Daniel Stubenvoll, Wir foerdern Wendigkeit, 2014, Foto Robert Schittko

 

Für die Installation „Friedensreich rundum“ hat Stubenvoll vorgefundene Einrichtungsgegenstände „zu einer Art Gebirge“ arrangiert. „Ich habe dafür nur die grauen Möbel ausgesucht“, betont der Künstler. Das Herzstück der Installation ist ein kleinformatiges Bild an der Wand hinter den Möbelstücken. Es erinnert an das Fragment einer Fliese und ist mit Markern bemalt.
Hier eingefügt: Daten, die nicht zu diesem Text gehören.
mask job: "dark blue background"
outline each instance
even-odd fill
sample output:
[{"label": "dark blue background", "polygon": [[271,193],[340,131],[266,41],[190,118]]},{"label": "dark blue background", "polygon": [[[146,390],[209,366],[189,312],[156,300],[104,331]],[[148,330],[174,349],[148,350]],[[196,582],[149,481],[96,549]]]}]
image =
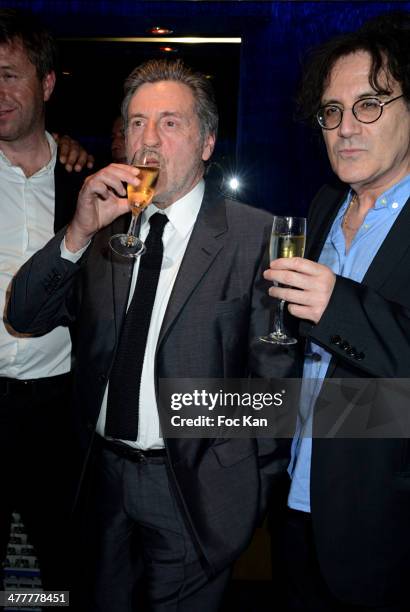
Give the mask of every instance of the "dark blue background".
[{"label": "dark blue background", "polygon": [[[138,36],[155,22],[172,26],[177,35],[241,36],[239,92],[233,97],[230,92],[229,102],[234,130],[228,134],[229,142],[222,143],[224,159],[229,158],[229,164],[244,176],[242,195],[253,204],[292,213],[305,212],[317,188],[330,176],[320,133],[293,118],[295,87],[306,50],[337,32],[356,29],[376,14],[410,10],[410,2],[360,1],[39,0],[0,2],[0,6],[37,12],[57,37]],[[101,92],[104,96],[110,95],[108,77]],[[219,92],[219,98],[224,95]]]}]

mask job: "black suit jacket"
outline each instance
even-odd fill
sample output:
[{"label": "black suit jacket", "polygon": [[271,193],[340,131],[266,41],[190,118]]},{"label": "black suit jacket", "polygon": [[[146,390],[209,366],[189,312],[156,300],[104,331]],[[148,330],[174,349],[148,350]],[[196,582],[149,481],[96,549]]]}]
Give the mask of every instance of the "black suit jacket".
[{"label": "black suit jacket", "polygon": [[[126,312],[132,262],[99,232],[80,264],[61,259],[61,235],[17,275],[9,317],[19,330],[44,333],[77,324],[74,402],[83,432],[98,418]],[[156,352],[161,378],[235,378],[249,374],[250,344],[269,329],[267,267],[271,216],[224,199],[207,186],[163,320]],[[288,373],[270,351],[259,375]],[[263,369],[265,370],[263,371]],[[255,439],[167,439],[171,486],[210,573],[234,561],[263,514],[288,443]]]},{"label": "black suit jacket", "polygon": [[[307,258],[318,259],[346,195],[346,186],[325,186],[314,200]],[[320,322],[301,330],[332,353],[327,377],[410,377],[410,199],[363,281],[337,277]],[[372,401],[376,414],[383,397]],[[407,439],[313,439],[311,509],[320,567],[336,596],[387,605],[408,591]]]}]

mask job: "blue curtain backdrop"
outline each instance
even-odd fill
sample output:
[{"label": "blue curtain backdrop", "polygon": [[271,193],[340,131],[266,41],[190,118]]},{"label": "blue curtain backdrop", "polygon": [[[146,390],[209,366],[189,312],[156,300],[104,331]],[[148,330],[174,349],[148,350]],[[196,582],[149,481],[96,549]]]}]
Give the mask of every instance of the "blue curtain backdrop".
[{"label": "blue curtain backdrop", "polygon": [[[293,99],[308,48],[410,2],[47,1],[0,2],[30,9],[59,36],[130,36],[162,19],[179,33],[242,37],[238,125],[231,143],[243,194],[274,212],[305,212],[329,177],[319,134],[298,125]],[[138,32],[138,33],[141,33]]]}]

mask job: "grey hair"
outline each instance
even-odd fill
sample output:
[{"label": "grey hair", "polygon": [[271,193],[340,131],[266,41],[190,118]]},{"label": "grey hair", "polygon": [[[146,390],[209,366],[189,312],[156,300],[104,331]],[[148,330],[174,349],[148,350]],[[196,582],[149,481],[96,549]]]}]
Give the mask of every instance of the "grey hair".
[{"label": "grey hair", "polygon": [[149,60],[137,66],[124,83],[124,100],[121,113],[125,127],[128,125],[128,107],[131,98],[141,85],[158,81],[175,81],[187,85],[194,96],[195,112],[199,119],[201,138],[218,131],[218,108],[211,83],[199,72],[194,72],[182,60]]}]

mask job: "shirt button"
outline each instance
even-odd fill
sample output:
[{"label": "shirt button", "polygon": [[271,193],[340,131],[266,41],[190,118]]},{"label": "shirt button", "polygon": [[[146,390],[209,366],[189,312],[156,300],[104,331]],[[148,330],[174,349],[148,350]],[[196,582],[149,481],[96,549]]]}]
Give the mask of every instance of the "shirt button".
[{"label": "shirt button", "polygon": [[387,204],[386,198],[383,198],[383,200],[381,200],[381,203],[383,204],[383,206],[386,206],[386,204]]},{"label": "shirt button", "polygon": [[393,202],[393,204],[391,205],[392,208],[398,208],[399,205],[397,204],[397,202]]}]

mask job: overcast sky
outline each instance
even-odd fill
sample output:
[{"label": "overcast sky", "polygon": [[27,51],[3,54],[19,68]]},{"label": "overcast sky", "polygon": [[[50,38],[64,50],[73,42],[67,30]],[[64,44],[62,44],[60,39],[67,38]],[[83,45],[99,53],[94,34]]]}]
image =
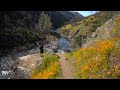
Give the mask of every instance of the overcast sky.
[{"label": "overcast sky", "polygon": [[[91,15],[91,11],[75,11],[75,12],[79,12],[80,14],[82,14],[83,16],[89,16]],[[96,11],[92,11],[92,14],[95,14]]]}]

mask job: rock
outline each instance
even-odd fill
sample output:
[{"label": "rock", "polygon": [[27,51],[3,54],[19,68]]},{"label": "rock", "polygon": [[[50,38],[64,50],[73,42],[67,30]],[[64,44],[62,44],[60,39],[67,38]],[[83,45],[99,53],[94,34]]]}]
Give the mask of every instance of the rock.
[{"label": "rock", "polygon": [[57,53],[57,49],[56,49],[56,48],[54,48],[54,49],[53,49],[53,52],[54,52],[54,53]]},{"label": "rock", "polygon": [[6,76],[6,75],[8,75],[8,74],[10,74],[11,73],[11,71],[9,70],[9,71],[1,71],[1,74],[3,75],[3,76]]},{"label": "rock", "polygon": [[17,68],[18,64],[18,62],[14,62],[11,66],[11,69],[14,70],[15,68]]},{"label": "rock", "polygon": [[30,57],[30,55],[27,55],[27,56],[19,57],[18,59],[26,61],[29,57]]},{"label": "rock", "polygon": [[91,34],[91,37],[92,37],[92,38],[95,38],[95,37],[97,37],[97,34],[96,34],[96,32],[93,32],[93,33]]},{"label": "rock", "polygon": [[55,52],[53,51],[53,49],[50,50],[50,54],[54,55]]},{"label": "rock", "polygon": [[11,76],[11,79],[28,79],[27,71],[17,69],[16,72]]},{"label": "rock", "polygon": [[17,66],[12,73],[11,79],[27,79],[28,78],[28,70],[23,66]]},{"label": "rock", "polygon": [[26,70],[26,68],[23,67],[23,66],[18,66],[17,69],[22,70],[22,71],[25,71],[25,70]]},{"label": "rock", "polygon": [[0,72],[0,79],[8,79],[12,75],[12,72],[10,70],[4,70]]},{"label": "rock", "polygon": [[58,50],[58,53],[62,53],[62,50]]},{"label": "rock", "polygon": [[30,67],[35,67],[35,64],[31,64],[31,66]]},{"label": "rock", "polygon": [[59,55],[57,55],[58,56],[58,58],[60,58],[60,56]]}]

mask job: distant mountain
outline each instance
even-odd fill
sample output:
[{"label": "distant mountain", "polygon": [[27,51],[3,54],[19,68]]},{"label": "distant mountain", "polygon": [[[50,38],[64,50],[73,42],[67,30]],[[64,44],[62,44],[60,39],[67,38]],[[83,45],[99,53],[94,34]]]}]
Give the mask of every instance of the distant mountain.
[{"label": "distant mountain", "polygon": [[69,11],[51,11],[47,12],[53,23],[53,28],[59,28],[61,25],[64,25],[66,22],[69,22],[73,19],[82,20],[84,16],[77,12],[69,12]]},{"label": "distant mountain", "polygon": [[78,13],[78,12],[72,12],[75,16],[79,16],[79,17],[81,17],[81,18],[84,18],[84,16],[83,15],[81,15],[80,13]]},{"label": "distant mountain", "polygon": [[84,18],[84,16],[78,12],[69,12],[69,11],[58,11],[58,12],[63,14],[64,16],[72,18],[72,19],[75,17]]}]

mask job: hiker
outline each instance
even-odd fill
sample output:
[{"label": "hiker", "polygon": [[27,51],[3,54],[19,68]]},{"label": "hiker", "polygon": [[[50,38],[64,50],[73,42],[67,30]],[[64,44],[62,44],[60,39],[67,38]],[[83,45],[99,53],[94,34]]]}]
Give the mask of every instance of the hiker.
[{"label": "hiker", "polygon": [[44,53],[44,51],[43,51],[43,43],[42,42],[41,43],[40,42],[39,43],[36,42],[36,44],[39,47],[40,56],[43,57],[43,53]]}]

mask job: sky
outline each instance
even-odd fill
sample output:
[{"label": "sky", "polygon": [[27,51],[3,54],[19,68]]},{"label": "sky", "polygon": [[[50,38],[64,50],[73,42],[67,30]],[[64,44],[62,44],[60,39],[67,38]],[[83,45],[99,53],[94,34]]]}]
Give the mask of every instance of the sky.
[{"label": "sky", "polygon": [[[91,15],[91,11],[75,11],[75,12],[79,12],[80,14],[82,14],[83,16],[89,16]],[[92,11],[92,14],[95,14],[96,11]]]}]

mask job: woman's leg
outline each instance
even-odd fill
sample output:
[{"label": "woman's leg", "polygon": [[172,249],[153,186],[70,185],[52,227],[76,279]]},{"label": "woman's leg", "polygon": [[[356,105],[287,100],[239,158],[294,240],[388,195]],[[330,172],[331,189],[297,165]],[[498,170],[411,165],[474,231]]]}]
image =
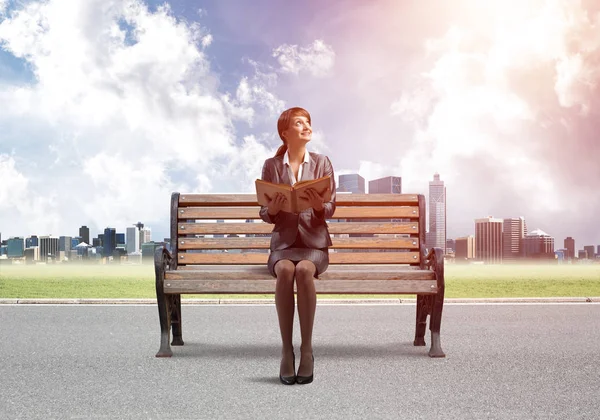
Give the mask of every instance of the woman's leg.
[{"label": "woman's leg", "polygon": [[290,260],[279,260],[275,264],[277,284],[275,286],[275,306],[279,318],[281,332],[281,366],[283,376],[294,376],[294,263]]},{"label": "woman's leg", "polygon": [[312,261],[302,260],[296,265],[298,317],[302,336],[302,345],[300,346],[302,358],[298,366],[298,376],[310,376],[313,371],[312,332],[317,309],[317,292],[314,281],[316,270]]}]

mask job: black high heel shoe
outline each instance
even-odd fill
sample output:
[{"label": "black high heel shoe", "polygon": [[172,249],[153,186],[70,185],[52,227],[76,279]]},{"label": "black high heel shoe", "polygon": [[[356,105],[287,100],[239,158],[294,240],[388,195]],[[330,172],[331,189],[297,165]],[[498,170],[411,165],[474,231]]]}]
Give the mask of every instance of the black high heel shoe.
[{"label": "black high heel shoe", "polygon": [[305,385],[305,384],[309,384],[313,381],[313,377],[315,374],[315,356],[313,356],[311,354],[310,357],[312,357],[312,361],[313,361],[313,373],[311,373],[310,376],[296,376],[297,384]]},{"label": "black high heel shoe", "polygon": [[296,382],[296,355],[292,353],[293,363],[294,363],[294,375],[293,376],[281,376],[281,371],[279,372],[279,380],[284,385],[294,385]]}]

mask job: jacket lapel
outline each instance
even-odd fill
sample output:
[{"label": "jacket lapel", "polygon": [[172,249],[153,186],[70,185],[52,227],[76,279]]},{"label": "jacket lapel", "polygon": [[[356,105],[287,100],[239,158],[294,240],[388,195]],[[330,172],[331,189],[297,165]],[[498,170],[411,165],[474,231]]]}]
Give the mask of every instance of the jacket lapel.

Daniel Stubenvoll bezieht sich dabei auf ein Manifest des österreichischen Künstlers und Architekten Friedensreich Hundertwasser, in dem Mietshausbewohner dazu ermuntert werden sollten, ihr Haus aus dem Fenster heraus zu bemalen, soweit die Armlänge reicht.

Bodenkontakt

Wie der heimliche Traum jedes Angestellten erscheint die Hängematte, die der brasilianische Künstler Diogo Duda in einem der Büros aufgespannt hat. Zumindest auf den ersten Blick, denn die Hängematte ist dysfunktional. Versucht man sich draufzulegen, so biegen sich die elastischen Bänder durch, und man nimmt Kontakt zum Boden auf, oder vielmehr zu einem grünen, runden Teppich, der den Boden ziert. Diogo Dudas Hängematte ist eine Attrappe. Der Künstler möchte damit unter anderem auf das erschütterte Vertrauen der brasilianischen Bevölkerung in ihre von Korruptionsaffären heimgesuchte Regierung anspielen.

Olga Pedan, Cowmask, 2017, Foto Robert Schittko

Doch auch ohne diesen politischen Kontext führt Duda vor Augen, wie fragil und trügerisch der Traum von jenem entspannten Arbeitsumfeld ist, der seinen Ursprung in kalifornischen Startups hatte und heute gerne von Unternehmen jeglicher Couleur propagiert wird.